*A Seoul, in Corea del Sud, un uomo partecipa a un corso per prevenire il suicidio. (Truth Leem, Reuters/Contrasto) *
Guidando verso il ristorante dove ceneremo, un conoscente di Seoul, da poco rientrato dopo cinque anni in Italia, mi aggiorna sulle sue vicende: “Siamo ancora nel pieno del trasloco ma sono riuscito a prendermi qualche giorno per andare a trovare i miei, non li vedevo da un bel po’, in questi anni non sono mai tornato in Corea. E poi ho fatto un’esperienza interessante, la morte”. Prego? “Sì, ho provato la morte”. È uscito indenne da un incidente potenzialmente mortale? Ha partecipato a un esperimento scientifico per cui l’hanno portato quasi fino al punto di non ritorno? Davanti al mio sguardo incredulo, comincia a spiegare. “Sono stato in un posto dove ti fanno provare cosa significa morire. Mi hanno chiesto di riflettere sulla mia vita, sulle cose importanti che ho e su cosa significherebbe non averle più. Il tutto si svolgeva in un ambiente silenzioso, a lume di candela. Ero seduto accanto a una bara di legno con la mia foto sopra. Quando sono arrivato al culmine emotivo e ho cominciato a piangere, mi hanno chiesto di scrivere una lettera ai miei cari come se fosse l’ultima. Poi mi sono dovuto infilare nella bara, hanno chiuso il coperchio e sono rimasto lì per un quarto d’ora”. Chiedo quale sia il motivo che spinge a fare una cosa simile e chi la organizza. “Serve a farti apprezzare la vita, a capire il valore di quello che hai e dei tuoi affetti. Io, per esempio, i miei li sento raramente e li vedo ancora meno. Lo consigliano anche alle coppie in crisi, facendo quest’esperienza insieme s’impara ad ascoltarsi e si risolvono molti problemi. Mia moglie, però, non ha voluto saperne”.

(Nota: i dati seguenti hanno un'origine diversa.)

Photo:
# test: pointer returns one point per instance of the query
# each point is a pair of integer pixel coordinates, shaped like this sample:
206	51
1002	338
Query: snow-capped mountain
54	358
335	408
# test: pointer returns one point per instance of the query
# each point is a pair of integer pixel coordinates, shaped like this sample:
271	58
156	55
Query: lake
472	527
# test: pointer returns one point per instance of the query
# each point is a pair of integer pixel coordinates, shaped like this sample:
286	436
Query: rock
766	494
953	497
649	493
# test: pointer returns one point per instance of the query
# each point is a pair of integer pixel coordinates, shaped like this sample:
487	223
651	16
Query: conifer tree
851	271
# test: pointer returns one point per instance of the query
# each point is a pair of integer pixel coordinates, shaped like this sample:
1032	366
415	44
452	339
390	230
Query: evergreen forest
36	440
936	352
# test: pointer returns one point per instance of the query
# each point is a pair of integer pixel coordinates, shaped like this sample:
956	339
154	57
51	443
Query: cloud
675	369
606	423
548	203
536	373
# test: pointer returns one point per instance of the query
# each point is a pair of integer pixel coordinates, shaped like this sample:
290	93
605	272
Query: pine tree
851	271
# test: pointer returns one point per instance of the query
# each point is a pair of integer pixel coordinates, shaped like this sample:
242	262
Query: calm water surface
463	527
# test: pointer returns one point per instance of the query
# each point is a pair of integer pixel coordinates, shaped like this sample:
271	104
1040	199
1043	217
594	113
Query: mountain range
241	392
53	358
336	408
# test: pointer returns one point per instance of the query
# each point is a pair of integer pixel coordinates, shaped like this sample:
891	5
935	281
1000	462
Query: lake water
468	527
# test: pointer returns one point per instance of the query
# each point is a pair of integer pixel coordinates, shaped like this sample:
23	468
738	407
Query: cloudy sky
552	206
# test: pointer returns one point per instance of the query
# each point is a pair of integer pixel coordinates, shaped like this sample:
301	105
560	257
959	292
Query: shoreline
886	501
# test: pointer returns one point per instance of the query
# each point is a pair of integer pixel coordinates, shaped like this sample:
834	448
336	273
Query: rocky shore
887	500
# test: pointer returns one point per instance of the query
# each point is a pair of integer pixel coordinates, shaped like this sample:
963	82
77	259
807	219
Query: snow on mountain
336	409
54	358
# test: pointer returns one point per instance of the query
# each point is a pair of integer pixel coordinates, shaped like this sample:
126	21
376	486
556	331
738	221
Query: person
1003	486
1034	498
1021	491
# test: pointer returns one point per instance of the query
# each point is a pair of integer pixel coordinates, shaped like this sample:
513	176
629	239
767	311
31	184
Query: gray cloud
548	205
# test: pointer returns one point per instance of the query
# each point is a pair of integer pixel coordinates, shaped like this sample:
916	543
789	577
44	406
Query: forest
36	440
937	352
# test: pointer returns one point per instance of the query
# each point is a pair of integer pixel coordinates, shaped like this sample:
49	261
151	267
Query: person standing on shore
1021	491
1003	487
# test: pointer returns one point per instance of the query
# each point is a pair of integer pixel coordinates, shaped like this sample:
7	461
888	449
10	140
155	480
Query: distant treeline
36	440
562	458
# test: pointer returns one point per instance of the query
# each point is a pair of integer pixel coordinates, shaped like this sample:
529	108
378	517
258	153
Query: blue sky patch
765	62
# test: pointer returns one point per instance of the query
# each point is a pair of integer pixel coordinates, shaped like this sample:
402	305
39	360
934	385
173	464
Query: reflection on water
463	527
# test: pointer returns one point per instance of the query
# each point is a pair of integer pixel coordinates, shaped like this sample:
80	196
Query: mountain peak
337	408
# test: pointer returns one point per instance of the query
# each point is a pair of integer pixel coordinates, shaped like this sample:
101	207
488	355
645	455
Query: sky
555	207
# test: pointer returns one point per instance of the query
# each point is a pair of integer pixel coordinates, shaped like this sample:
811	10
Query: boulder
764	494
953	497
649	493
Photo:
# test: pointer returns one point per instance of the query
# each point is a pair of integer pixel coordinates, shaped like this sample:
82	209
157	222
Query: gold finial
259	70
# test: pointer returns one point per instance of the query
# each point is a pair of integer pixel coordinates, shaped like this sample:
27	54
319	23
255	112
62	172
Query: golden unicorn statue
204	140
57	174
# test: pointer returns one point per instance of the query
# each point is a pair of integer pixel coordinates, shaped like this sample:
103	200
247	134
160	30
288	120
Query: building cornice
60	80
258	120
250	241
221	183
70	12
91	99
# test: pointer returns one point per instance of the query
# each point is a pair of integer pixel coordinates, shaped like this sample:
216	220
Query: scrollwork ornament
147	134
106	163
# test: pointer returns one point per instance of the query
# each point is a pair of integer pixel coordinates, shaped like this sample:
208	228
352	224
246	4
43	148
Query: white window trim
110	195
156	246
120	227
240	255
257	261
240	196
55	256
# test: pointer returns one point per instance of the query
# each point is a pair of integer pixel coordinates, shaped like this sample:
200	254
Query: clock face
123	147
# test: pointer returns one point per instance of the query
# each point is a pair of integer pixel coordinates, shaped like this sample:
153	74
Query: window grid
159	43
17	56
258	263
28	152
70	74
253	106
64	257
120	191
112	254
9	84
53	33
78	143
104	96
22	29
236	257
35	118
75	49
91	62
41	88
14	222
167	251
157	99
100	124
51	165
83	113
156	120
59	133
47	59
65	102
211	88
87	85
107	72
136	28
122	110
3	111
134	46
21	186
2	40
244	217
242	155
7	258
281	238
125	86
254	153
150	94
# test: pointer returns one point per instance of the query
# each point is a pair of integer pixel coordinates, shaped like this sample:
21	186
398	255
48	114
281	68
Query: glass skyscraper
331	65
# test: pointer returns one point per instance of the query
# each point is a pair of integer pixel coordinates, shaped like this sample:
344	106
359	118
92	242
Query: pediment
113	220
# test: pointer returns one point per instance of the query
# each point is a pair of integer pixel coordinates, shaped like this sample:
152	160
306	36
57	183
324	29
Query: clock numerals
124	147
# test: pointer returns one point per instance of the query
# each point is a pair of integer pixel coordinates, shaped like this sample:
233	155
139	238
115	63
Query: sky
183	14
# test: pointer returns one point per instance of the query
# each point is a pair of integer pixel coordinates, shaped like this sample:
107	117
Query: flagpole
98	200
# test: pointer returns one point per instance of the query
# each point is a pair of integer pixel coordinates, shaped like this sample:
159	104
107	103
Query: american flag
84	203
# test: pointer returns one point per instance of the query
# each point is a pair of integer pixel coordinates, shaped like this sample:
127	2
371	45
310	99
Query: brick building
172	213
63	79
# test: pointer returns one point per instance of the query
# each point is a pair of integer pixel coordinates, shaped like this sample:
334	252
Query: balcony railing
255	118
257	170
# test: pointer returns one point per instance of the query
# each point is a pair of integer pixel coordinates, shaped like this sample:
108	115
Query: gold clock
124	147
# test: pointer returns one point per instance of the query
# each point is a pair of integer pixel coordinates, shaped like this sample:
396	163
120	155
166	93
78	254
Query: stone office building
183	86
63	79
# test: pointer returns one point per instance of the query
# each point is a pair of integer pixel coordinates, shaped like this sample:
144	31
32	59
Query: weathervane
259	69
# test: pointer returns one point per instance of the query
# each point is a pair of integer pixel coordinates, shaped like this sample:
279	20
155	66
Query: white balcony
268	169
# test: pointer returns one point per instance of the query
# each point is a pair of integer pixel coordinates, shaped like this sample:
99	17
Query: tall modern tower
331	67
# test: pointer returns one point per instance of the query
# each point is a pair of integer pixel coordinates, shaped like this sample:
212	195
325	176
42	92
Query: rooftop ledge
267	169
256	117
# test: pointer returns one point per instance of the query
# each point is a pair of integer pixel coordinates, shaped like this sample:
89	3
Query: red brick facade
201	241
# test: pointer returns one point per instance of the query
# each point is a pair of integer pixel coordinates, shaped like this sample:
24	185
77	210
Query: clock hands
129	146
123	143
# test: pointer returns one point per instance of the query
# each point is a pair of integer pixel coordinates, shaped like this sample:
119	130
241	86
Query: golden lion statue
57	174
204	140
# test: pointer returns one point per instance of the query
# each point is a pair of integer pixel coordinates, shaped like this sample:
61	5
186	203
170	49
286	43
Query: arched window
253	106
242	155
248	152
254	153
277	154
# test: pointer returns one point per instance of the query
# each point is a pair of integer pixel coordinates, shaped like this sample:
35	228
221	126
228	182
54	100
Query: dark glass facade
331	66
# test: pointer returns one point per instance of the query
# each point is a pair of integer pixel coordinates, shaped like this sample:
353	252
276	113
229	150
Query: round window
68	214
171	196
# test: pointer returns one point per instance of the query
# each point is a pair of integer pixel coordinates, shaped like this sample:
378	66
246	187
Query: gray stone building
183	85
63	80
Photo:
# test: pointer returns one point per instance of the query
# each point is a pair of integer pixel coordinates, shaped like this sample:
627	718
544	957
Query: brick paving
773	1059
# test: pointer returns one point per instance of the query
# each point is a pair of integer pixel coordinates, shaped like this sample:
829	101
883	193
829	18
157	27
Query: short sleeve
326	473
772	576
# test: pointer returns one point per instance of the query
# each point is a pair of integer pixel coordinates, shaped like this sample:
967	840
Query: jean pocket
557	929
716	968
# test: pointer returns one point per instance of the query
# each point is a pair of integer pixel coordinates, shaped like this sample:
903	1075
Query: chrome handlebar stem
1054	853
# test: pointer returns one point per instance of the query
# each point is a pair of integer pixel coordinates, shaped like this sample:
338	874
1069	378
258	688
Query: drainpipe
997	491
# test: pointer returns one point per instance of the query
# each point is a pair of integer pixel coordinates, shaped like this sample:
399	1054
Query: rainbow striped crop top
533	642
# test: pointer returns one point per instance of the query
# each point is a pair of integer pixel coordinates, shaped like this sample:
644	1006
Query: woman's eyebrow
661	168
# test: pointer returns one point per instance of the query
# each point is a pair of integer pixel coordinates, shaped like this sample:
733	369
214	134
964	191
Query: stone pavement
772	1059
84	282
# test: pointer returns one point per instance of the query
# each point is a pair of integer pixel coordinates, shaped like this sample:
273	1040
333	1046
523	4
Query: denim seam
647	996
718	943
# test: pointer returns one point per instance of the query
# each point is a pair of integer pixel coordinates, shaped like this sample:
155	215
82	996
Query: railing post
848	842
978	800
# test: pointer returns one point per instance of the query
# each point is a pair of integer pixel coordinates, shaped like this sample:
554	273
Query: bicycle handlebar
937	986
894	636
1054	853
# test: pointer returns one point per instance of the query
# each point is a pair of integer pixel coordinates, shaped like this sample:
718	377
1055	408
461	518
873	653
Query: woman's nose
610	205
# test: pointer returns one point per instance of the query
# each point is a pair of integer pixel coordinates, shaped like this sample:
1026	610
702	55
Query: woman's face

Il mio conoscente mi spiega che a organizzare l’esperienza della morte, o meglio, a regalare il brivido di assistere al proprio funerale, sono le pompe funebri per farsi pubblicità, e negli ultimi anni l’iniziativa sta avendo un discreto successo, “l’altro giorno eravamo una cinquantina”. Provo a immaginarmi la scena: cinquanta persone in lacrime, ognuna con la propria candela accanto alla propria bara con la propria foto sopra. Con il peso emotivo che un’esperienza del genere, per chi la prende sul serio, comporta. In questo servizio della Cnn caricato su YouTube da un’organizzazione buddista che promuove questo tipo di seminari si può avere un’idea di come funziona:
A quanto pare da qualche anno diverse agenzie – non solo quelle funebri – con nomi come “Morte felice”, “Bella vita”, “Morire bene” hanno fiutato il business redditizio della morte simulata come terapia d’urto contro il male di vivere, le crisi esistenziali, l’apatia e i conflitti coniugali. In Corea del Sud, infatti, ogni giorno circa 43 persone decidono di farla finita. Tra i paesi dell’Ocse (Organizzazione per la cooperazione e lo sviluppo economico) la Corea del Sud è il primo nella classifica per il tasso di suicidi, che sono la prima causa di morte tra le persone sotto i 40 anni. Da quando sono arrivata a Seoul, non c’è stato nessuno tra le persone che ho incontrato che non abbia accennato all’epidemia di suicidi, uno dei problemi con cui il paese fatica a fare i conti perché le cause sono difficili da individuare. Gli esperti puntano il dito contro l’eccessiva competizione a tutti i livelli nella società, a scuola e sul lavoro in particolare. La crisi economica e la disoccupazione in aumento hanno peggiorato la situazione, tanto che negli ultimi dieci anni il tasso di suicidi è raddoppiato.
Il Mapo bridge è uno dei ponti sopra lo Han, il fiume che scorre attraverso Seoul dividendola in due orizzontalmente. È soprannominato “ponte della morte” perché è il preferito degli aspiranti suicidi della capitale, che sempre di più scelgono di morire buttandosi nel fiume. Recentemente l’amministrazione della città ha installato sul parapetto del ponte dei sensori che, al passaggio delle persone, fanno comparire dei messaggi rivolti a chi è lì per farla finita. Servirà?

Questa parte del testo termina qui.